Modern lense tend to be large and expensive, with multiple glass elements combing to minimise optical aberrations. But what if we could just use a cheap single-element lens, and remove those aberrations computationally instead? This is the question scientists at the University of British Columbia and University of Siegen are asking, and they've come up with a way of improving images from a simple single element lens that gives pretty impressive results.

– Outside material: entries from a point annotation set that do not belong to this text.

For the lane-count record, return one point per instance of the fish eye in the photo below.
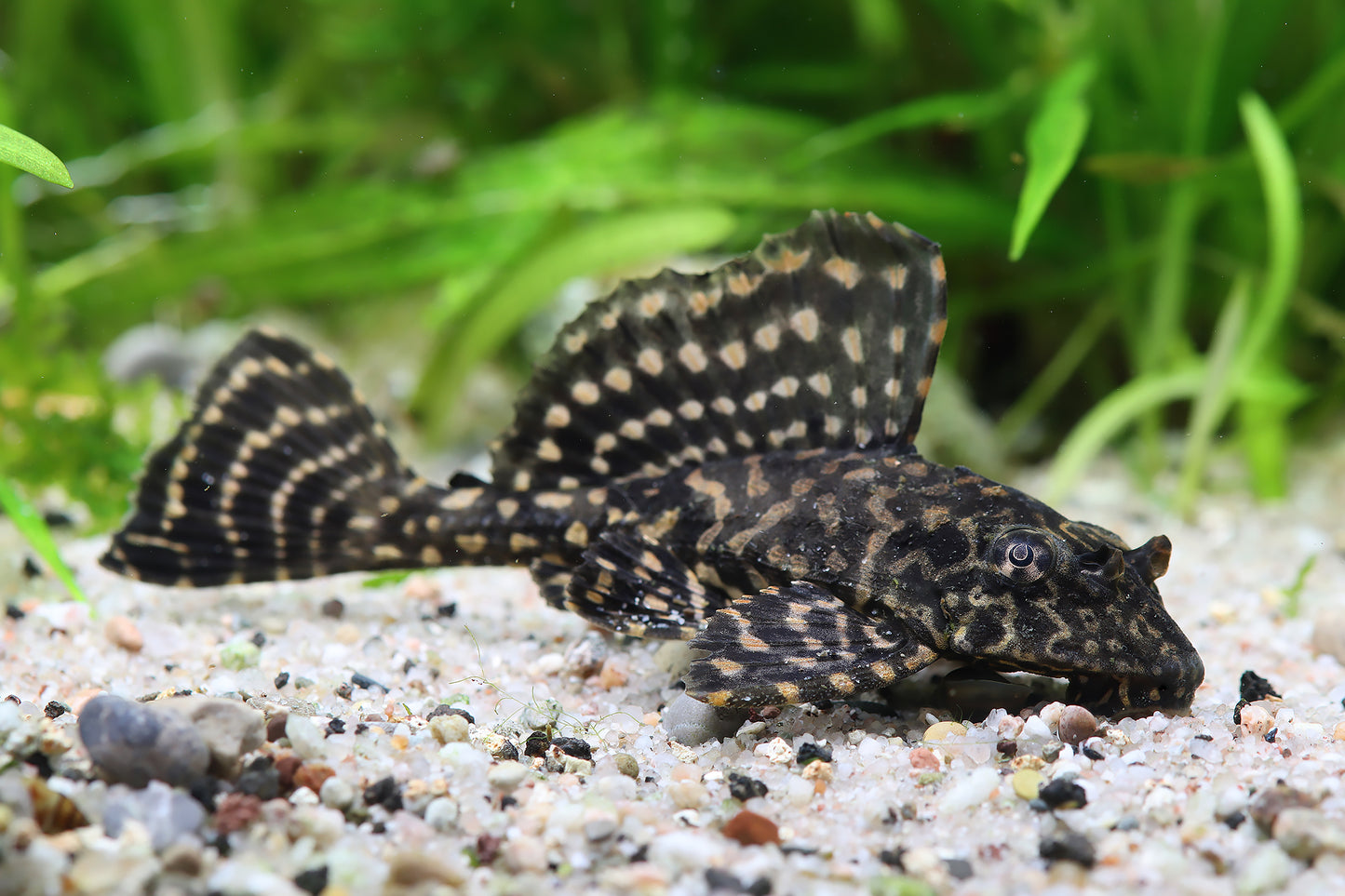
(1022, 555)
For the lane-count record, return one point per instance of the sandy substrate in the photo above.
(1172, 805)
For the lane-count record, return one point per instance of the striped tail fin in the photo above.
(280, 473)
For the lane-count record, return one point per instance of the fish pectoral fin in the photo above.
(798, 643)
(634, 585)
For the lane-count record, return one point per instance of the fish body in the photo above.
(724, 458)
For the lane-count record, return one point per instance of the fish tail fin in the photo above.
(281, 473)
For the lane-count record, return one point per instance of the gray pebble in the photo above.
(227, 727)
(169, 815)
(1076, 726)
(132, 744)
(692, 723)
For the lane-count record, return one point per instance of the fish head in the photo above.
(1069, 599)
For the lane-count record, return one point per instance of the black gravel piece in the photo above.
(1063, 794)
(958, 868)
(576, 747)
(312, 880)
(444, 709)
(383, 793)
(721, 881)
(813, 753)
(360, 679)
(1069, 847)
(537, 744)
(1253, 687)
(743, 787)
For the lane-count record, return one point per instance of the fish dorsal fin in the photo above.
(825, 337)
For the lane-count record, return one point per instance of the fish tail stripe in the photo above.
(821, 338)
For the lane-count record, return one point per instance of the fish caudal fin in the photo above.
(825, 337)
(280, 473)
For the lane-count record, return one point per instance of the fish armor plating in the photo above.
(725, 458)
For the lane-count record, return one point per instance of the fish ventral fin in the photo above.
(798, 643)
(632, 585)
(280, 473)
(824, 337)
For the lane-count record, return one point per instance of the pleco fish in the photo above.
(725, 458)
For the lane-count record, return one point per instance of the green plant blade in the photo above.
(1055, 136)
(29, 155)
(31, 527)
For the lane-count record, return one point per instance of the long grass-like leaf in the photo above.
(1055, 136)
(29, 155)
(34, 530)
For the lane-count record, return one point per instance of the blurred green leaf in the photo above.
(34, 530)
(29, 155)
(1055, 136)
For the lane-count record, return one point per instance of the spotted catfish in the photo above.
(724, 458)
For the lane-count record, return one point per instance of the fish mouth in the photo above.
(1121, 696)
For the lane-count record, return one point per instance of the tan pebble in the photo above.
(124, 634)
(1076, 726)
(450, 728)
(1257, 721)
(414, 868)
(751, 829)
(312, 775)
(1028, 762)
(627, 765)
(615, 673)
(924, 759)
(939, 730)
(1027, 783)
(423, 588)
(818, 771)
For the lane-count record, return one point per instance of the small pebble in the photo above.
(1069, 847)
(441, 814)
(692, 723)
(133, 744)
(238, 655)
(810, 753)
(448, 728)
(1076, 726)
(1027, 783)
(743, 787)
(1063, 794)
(336, 794)
(751, 829)
(124, 634)
(940, 730)
(506, 777)
(1308, 833)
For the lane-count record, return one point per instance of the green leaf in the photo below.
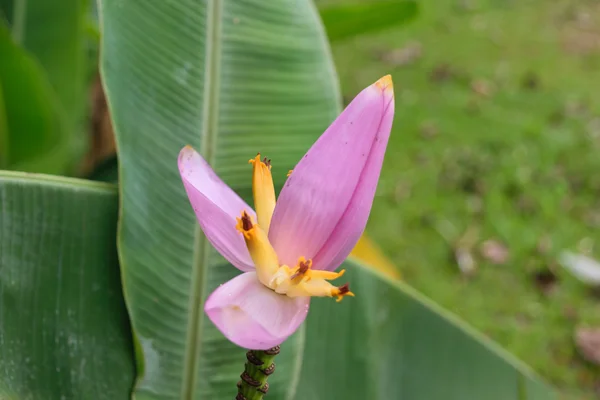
(389, 342)
(64, 331)
(106, 171)
(230, 78)
(55, 33)
(348, 20)
(37, 141)
(3, 132)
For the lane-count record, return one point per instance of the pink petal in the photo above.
(216, 207)
(352, 223)
(336, 179)
(253, 316)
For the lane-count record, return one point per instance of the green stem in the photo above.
(253, 385)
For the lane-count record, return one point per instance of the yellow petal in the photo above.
(259, 247)
(368, 253)
(263, 191)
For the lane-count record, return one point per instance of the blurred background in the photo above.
(489, 200)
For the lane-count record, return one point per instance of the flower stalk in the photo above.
(259, 366)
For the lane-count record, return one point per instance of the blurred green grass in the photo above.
(497, 129)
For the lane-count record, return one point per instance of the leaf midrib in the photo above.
(210, 111)
(18, 25)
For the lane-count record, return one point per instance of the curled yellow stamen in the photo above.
(341, 292)
(259, 247)
(263, 191)
(305, 281)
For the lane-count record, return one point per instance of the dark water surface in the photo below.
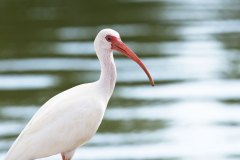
(191, 47)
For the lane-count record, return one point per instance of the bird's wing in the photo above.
(62, 122)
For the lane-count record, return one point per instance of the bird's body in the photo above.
(72, 117)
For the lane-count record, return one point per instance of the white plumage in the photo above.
(71, 118)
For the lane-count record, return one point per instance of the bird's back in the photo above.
(70, 118)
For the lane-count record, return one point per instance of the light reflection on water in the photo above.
(190, 47)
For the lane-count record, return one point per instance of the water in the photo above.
(191, 47)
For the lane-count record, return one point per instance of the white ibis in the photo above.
(71, 118)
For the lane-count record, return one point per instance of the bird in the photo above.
(71, 118)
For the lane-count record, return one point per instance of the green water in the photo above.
(191, 47)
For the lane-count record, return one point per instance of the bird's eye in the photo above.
(108, 38)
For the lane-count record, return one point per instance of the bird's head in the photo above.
(108, 40)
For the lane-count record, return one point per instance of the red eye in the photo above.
(108, 38)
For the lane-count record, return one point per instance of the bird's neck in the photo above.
(108, 74)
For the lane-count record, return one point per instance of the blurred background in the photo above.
(191, 47)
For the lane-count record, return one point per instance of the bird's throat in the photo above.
(108, 74)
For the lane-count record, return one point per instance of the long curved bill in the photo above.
(118, 45)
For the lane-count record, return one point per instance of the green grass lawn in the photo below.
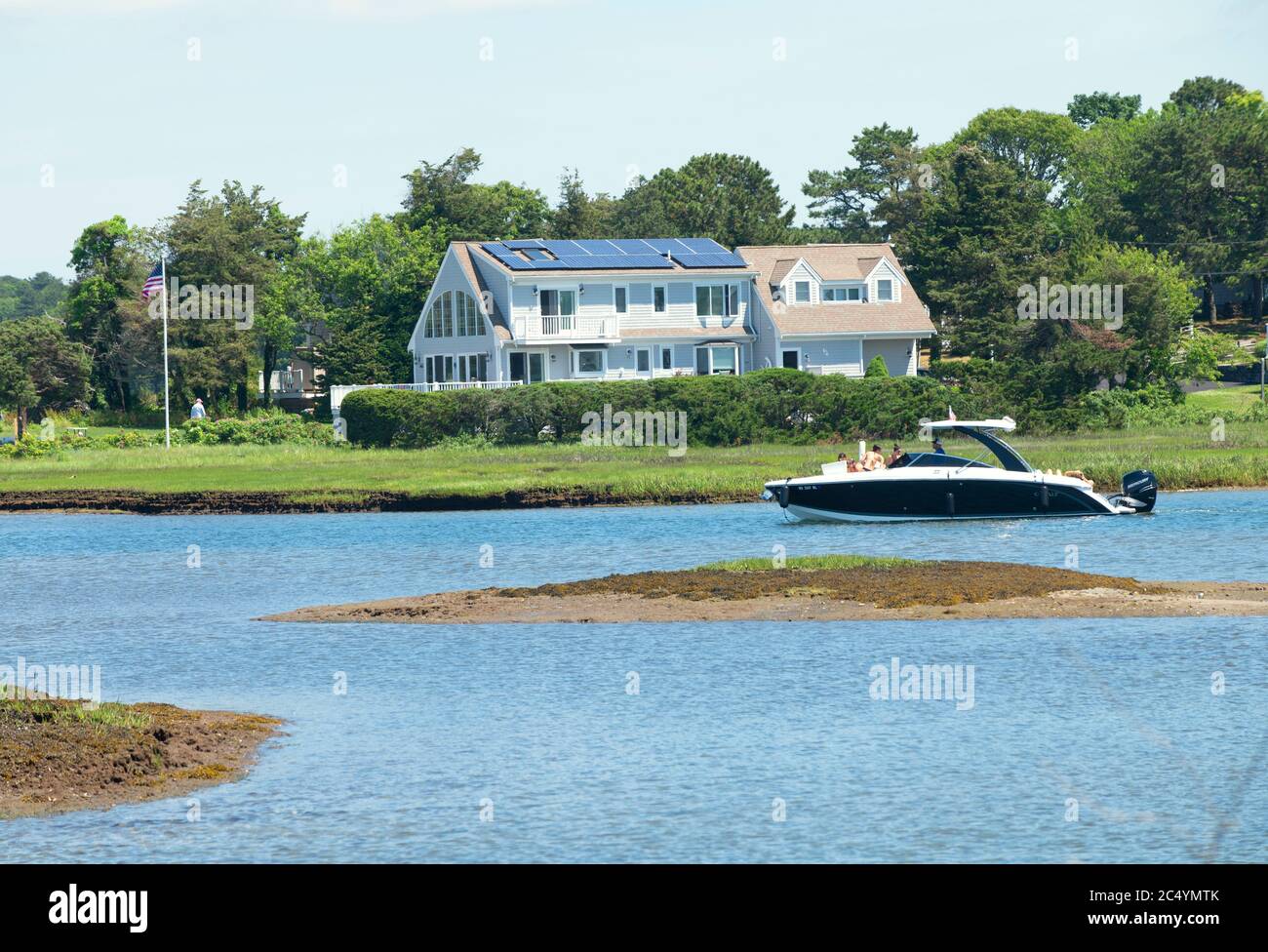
(1180, 456)
(1231, 398)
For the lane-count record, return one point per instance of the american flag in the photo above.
(153, 283)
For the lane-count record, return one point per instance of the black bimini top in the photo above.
(1009, 457)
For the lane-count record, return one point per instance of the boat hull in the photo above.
(891, 496)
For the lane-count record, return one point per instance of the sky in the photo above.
(114, 106)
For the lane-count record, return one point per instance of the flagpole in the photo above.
(166, 403)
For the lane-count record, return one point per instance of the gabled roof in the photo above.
(781, 269)
(836, 262)
(543, 258)
(463, 253)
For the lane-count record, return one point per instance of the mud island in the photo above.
(812, 588)
(61, 754)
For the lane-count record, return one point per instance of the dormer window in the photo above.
(842, 292)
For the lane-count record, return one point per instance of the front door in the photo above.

The method is described in detail in the researcher's paper. It works by understanding the len's point spread function' - the way point light sources are blurred by the optics - and how this changes across the frame. Knowing this, in principle it's possible to analyse an image from a simple lens reconstruct how it should look, through a computational process known as 'deconvolution.'
This isn't a new idea, but the team of researchers claim to have made some key advances in the field, making their method more robust than those previously suggested. For example chromatic aberration means that simple lenses can give detailed information in one colour channel with significant blur in the others, so they've decided to use cross-channel information to reconstruct the finest detail possible.
One serious problem with deconvolution approaches is that they often struggle to reach a single 'best' solution. The group claims to have solved this by optimising each colour channel in turn, rather than trying to deal with them all simultaneously.
This is all very clever, of course, but does it work? The group shows several before and after examples on its website, shot using a simple F4.5 plano-convex lens on a Canon EOS 40D, and the results are quite impressive.
Simple lens, we come across them from time to time. But to transform those simple lens into a way where the computer can correct the image to look, better. It's basic stand point is figuring out what point of light is being blurred by the optics and which color of light is being framed.